When the last child left, she moved into a smaller house in northeast Salem, continuing to host boisterous holiday family gatherings for a number of years. Her church, St. Vincent de Paul in Salem, was her focus, with effort going to the St. Vincent de Paul Society’s service to those in need.
Aging, she agreed to move in with her son Peter and daughter-in-law Connie Parker, near Shaw, Ore. She lived with them for two years until her 90th birthday when she moved to assisted living on Marian Estates, where Connie continued to be her keen advocate.
This remarkable woman, Viola, often expressed her sincere gratitude and appreciation for the life she was given. She leaves her brother, Rodney A. Mills (Norma), Earlysville, Va., and nine children. Her daughter Constance Jane died in 1983 and her brother John in 2004.
Survivors include: Mary Martha Carr (Jamie), Corvallis, Ore., Susan Miranda (Gilbert), Los Alamos, N.M., Richard I. Parker (Yupadee), Rancho Cordova, Calif., Peter B. Parker (Connie), Shaw, Ore., Robert J. Parker (Angie), Rolla, Mo., Kathleen J. Beale (Douglas), Terrebonne, Ore., Joseph P. Parker (Thotsaporn), Sacramento, Calif., Elizabeth C. Grimm (Jason), Sacramento, Calif., and Daniel M. Parker (Nancy), Chatsworth, Calif. There are 24 grandchildren and 30 great-grandchildren.
The family thanks the staff at McKillop residence at Marian Estates and especially Hospice Care of the Northwest for Lisa and Brandy’s excellent, loving care. Viola had five sons and five daughters, but a debt of gratitude can never be paid to Connie Parker, a daughter of her heart.

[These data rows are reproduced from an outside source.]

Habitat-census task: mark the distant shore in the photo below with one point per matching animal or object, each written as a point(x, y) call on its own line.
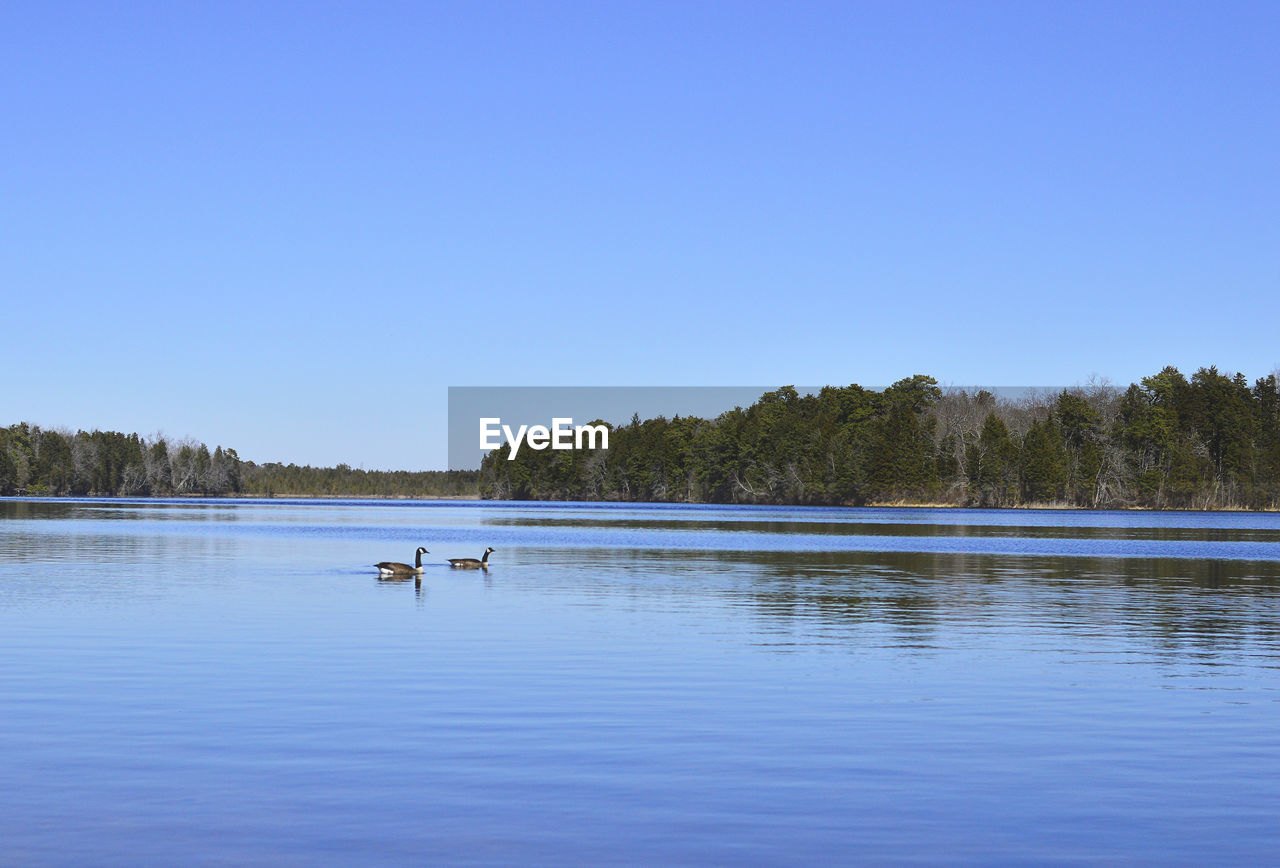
point(878, 505)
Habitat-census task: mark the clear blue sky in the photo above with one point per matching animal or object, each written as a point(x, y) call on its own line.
point(289, 227)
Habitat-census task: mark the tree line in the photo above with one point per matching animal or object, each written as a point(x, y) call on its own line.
point(1166, 442)
point(56, 462)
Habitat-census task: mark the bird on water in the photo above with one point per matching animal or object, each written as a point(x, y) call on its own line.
point(397, 569)
point(471, 563)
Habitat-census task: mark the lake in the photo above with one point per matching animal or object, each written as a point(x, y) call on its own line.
point(229, 681)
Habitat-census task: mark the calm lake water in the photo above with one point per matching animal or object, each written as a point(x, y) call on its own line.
point(215, 681)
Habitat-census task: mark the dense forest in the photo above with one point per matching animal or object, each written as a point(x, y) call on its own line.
point(45, 461)
point(1168, 442)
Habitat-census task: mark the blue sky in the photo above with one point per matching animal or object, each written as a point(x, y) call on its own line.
point(289, 227)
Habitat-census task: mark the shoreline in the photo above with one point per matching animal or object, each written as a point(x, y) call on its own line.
point(874, 505)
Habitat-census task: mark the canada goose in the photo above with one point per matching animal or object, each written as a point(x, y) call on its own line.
point(396, 567)
point(471, 563)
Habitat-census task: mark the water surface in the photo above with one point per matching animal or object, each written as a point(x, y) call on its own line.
point(229, 681)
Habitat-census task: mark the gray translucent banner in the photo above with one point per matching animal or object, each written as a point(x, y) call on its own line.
point(530, 406)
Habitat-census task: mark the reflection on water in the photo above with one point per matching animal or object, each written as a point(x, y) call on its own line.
point(228, 681)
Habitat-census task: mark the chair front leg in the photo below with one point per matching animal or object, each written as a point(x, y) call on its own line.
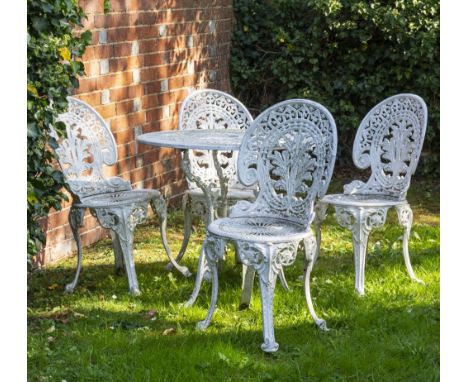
point(118, 254)
point(311, 253)
point(248, 278)
point(268, 260)
point(159, 207)
point(360, 221)
point(122, 221)
point(214, 248)
point(202, 269)
point(75, 219)
point(405, 217)
point(320, 213)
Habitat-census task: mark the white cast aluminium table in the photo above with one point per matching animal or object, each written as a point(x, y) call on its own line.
point(210, 140)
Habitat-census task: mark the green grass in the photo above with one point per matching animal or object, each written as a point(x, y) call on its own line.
point(100, 333)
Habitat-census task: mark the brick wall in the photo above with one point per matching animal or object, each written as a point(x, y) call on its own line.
point(144, 58)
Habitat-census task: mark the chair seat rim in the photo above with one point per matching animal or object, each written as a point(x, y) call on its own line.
point(242, 236)
point(362, 200)
point(105, 200)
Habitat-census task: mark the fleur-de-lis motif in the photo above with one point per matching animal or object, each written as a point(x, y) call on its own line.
point(389, 140)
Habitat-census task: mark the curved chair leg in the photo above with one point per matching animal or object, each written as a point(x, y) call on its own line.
point(214, 248)
point(267, 288)
point(360, 221)
point(187, 230)
point(248, 278)
point(201, 270)
point(118, 254)
point(159, 207)
point(75, 219)
point(283, 281)
point(320, 213)
point(405, 217)
point(125, 234)
point(310, 249)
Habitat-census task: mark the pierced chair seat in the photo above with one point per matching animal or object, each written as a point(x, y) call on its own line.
point(258, 229)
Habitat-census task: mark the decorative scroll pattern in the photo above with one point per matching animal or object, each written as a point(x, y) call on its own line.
point(390, 140)
point(88, 145)
point(360, 219)
point(290, 152)
point(212, 109)
point(267, 259)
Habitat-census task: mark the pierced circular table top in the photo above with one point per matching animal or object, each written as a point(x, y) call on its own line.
point(225, 140)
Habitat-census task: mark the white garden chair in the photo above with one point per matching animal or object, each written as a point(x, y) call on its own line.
point(289, 151)
point(87, 146)
point(389, 141)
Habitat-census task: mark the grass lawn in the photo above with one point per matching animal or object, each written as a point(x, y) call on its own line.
point(101, 333)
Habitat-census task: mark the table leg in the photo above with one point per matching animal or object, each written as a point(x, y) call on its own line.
point(223, 184)
point(210, 194)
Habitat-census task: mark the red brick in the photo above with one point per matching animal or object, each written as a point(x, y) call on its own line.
point(158, 58)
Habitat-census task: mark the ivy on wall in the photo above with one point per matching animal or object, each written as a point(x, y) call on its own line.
point(346, 54)
point(54, 48)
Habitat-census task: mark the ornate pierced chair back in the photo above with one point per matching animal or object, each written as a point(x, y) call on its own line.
point(87, 146)
point(290, 152)
point(390, 140)
point(213, 109)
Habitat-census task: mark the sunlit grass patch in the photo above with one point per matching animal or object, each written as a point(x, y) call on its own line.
point(101, 333)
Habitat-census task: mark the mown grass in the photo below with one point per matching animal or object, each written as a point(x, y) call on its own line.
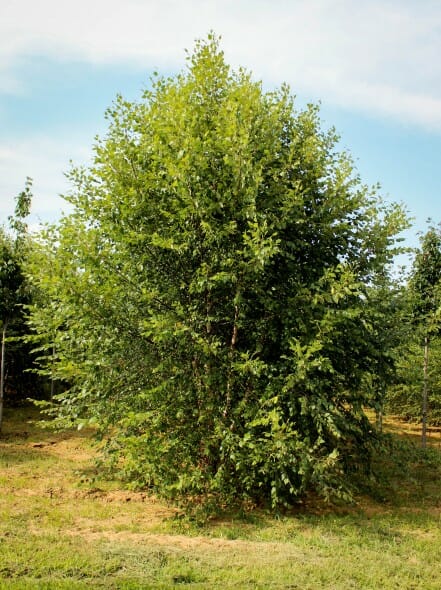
point(61, 528)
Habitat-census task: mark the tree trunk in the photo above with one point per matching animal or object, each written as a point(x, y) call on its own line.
point(2, 372)
point(424, 409)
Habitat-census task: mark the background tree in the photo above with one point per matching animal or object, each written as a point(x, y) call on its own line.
point(209, 297)
point(419, 387)
point(12, 281)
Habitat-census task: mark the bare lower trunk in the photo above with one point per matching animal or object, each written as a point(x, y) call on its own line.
point(424, 408)
point(2, 372)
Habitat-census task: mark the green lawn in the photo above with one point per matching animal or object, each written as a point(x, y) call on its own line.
point(61, 529)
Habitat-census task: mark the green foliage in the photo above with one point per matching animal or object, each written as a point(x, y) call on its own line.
point(422, 303)
point(211, 299)
point(15, 293)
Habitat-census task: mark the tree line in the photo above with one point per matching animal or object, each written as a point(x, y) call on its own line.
point(220, 303)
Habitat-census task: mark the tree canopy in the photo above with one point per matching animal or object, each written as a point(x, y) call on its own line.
point(210, 298)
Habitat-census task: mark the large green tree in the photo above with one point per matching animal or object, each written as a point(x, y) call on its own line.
point(208, 299)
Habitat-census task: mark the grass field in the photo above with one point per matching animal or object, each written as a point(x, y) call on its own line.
point(60, 528)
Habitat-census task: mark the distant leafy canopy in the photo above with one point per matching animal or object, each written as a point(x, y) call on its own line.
point(209, 295)
point(424, 303)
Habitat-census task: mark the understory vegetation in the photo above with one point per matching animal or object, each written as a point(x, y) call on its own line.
point(64, 527)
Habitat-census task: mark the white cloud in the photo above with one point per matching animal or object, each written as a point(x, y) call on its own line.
point(43, 159)
point(380, 56)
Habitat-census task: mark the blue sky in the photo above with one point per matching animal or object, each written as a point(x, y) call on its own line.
point(374, 65)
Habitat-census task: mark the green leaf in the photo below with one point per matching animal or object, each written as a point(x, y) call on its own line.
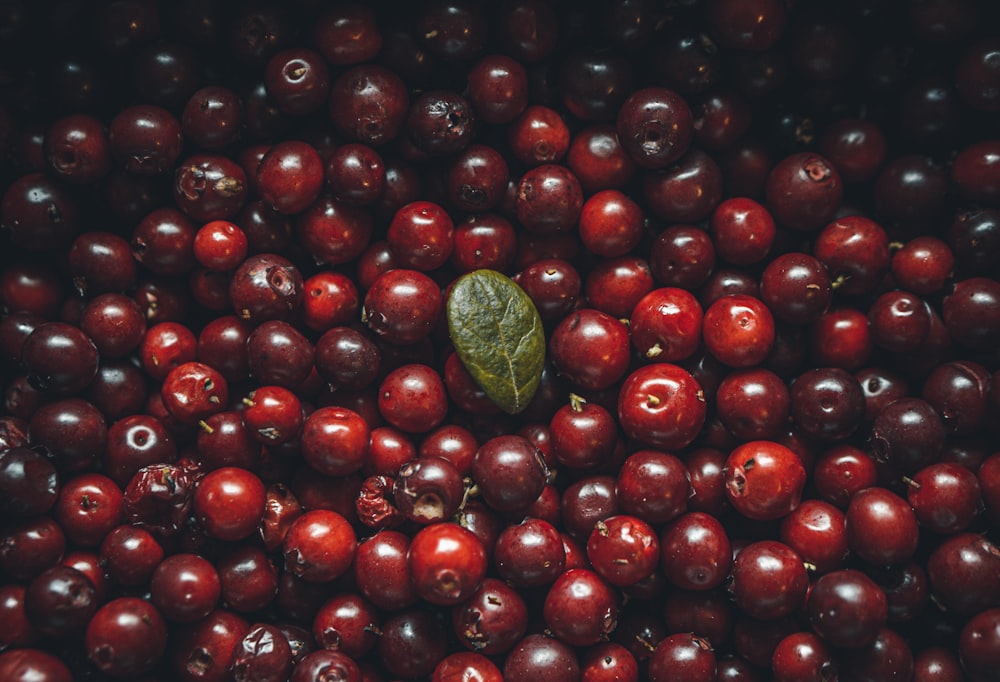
point(498, 336)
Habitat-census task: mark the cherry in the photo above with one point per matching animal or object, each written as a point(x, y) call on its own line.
point(266, 287)
point(397, 290)
point(193, 391)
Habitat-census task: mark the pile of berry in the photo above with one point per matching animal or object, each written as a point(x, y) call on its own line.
point(240, 440)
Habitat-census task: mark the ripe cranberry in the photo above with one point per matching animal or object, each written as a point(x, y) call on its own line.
point(738, 330)
point(510, 472)
point(580, 608)
point(248, 579)
point(193, 391)
point(978, 644)
point(319, 546)
point(539, 655)
point(769, 580)
point(229, 503)
point(401, 290)
point(827, 403)
point(796, 288)
point(966, 559)
point(846, 608)
point(583, 503)
point(817, 530)
point(549, 199)
point(335, 441)
point(492, 620)
point(696, 551)
point(185, 588)
point(413, 398)
point(764, 480)
point(655, 127)
point(146, 138)
point(969, 315)
point(753, 404)
point(130, 555)
point(440, 123)
point(530, 554)
point(682, 654)
point(266, 287)
point(264, 654)
point(381, 572)
point(554, 286)
point(802, 655)
point(368, 104)
point(60, 358)
point(623, 549)
point(855, 250)
point(597, 158)
point(466, 664)
point(278, 353)
point(127, 637)
point(498, 88)
point(666, 324)
point(687, 191)
point(653, 486)
point(206, 649)
point(29, 483)
point(413, 641)
point(945, 497)
point(653, 391)
point(907, 434)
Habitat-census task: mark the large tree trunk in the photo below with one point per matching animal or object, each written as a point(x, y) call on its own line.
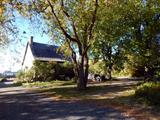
point(82, 73)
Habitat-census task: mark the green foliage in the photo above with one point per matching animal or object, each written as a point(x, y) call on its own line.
point(149, 92)
point(45, 71)
point(97, 67)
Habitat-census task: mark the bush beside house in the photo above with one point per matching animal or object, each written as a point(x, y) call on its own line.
point(45, 71)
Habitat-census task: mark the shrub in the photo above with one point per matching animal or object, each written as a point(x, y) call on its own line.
point(45, 71)
point(149, 92)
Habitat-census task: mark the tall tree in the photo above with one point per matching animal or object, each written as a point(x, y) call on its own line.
point(74, 21)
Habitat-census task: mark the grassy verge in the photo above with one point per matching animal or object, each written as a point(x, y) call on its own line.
point(45, 84)
point(149, 93)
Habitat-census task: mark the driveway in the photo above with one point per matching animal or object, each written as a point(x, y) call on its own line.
point(17, 103)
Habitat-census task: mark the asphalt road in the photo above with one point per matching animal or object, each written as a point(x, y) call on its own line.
point(17, 103)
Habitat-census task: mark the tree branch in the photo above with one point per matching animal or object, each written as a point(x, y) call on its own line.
point(72, 22)
point(59, 23)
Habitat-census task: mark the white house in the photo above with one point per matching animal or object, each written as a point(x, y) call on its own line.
point(42, 52)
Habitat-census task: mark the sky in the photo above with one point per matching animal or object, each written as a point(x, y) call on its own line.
point(11, 55)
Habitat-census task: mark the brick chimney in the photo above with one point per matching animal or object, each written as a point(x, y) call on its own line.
point(31, 40)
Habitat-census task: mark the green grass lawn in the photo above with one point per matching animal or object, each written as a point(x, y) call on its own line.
point(54, 83)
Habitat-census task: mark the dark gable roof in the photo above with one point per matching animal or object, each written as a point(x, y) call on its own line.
point(40, 50)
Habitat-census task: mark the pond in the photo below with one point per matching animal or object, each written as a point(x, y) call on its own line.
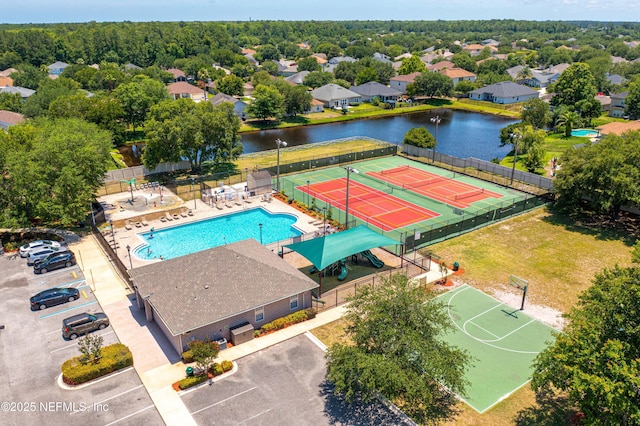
point(460, 133)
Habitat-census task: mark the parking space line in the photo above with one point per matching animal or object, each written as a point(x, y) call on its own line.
point(75, 344)
point(113, 397)
point(224, 400)
point(130, 415)
point(68, 309)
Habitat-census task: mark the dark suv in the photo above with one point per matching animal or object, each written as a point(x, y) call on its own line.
point(54, 261)
point(54, 296)
point(84, 323)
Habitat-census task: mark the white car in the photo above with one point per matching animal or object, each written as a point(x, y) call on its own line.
point(37, 245)
point(42, 254)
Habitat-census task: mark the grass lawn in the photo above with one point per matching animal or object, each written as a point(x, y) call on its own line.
point(556, 255)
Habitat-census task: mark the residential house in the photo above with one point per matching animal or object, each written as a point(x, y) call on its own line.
point(178, 75)
point(373, 89)
point(182, 89)
point(22, 91)
point(57, 67)
point(9, 118)
point(504, 92)
point(400, 82)
point(618, 104)
point(239, 106)
point(210, 293)
point(458, 74)
point(335, 96)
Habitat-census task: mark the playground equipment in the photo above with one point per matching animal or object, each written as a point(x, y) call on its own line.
point(372, 258)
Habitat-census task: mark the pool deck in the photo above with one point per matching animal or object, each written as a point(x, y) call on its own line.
point(124, 237)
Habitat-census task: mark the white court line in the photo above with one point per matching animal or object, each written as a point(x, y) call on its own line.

A funeral mass is scheduled for Tuesday, Jan. 6, at noon at St. Vincent de Paul Catholic Church in Salem. A luncheon will follow. Burial will be at 3 p.m. at St. Luke’s Cemetery in Woodburn.
Viola wished any memorial contributions to be sent to St. Vincent de Paul Conference, 1025 Columbia St. N.E., Salem, OR 97303, or to the St. Vincent de Paul Rehab. Service Inc., 4867 N.E. Martin Luther King Blvd., Portland, OR 97211. Assisting the family is Virgil T. Golden Funeral Service.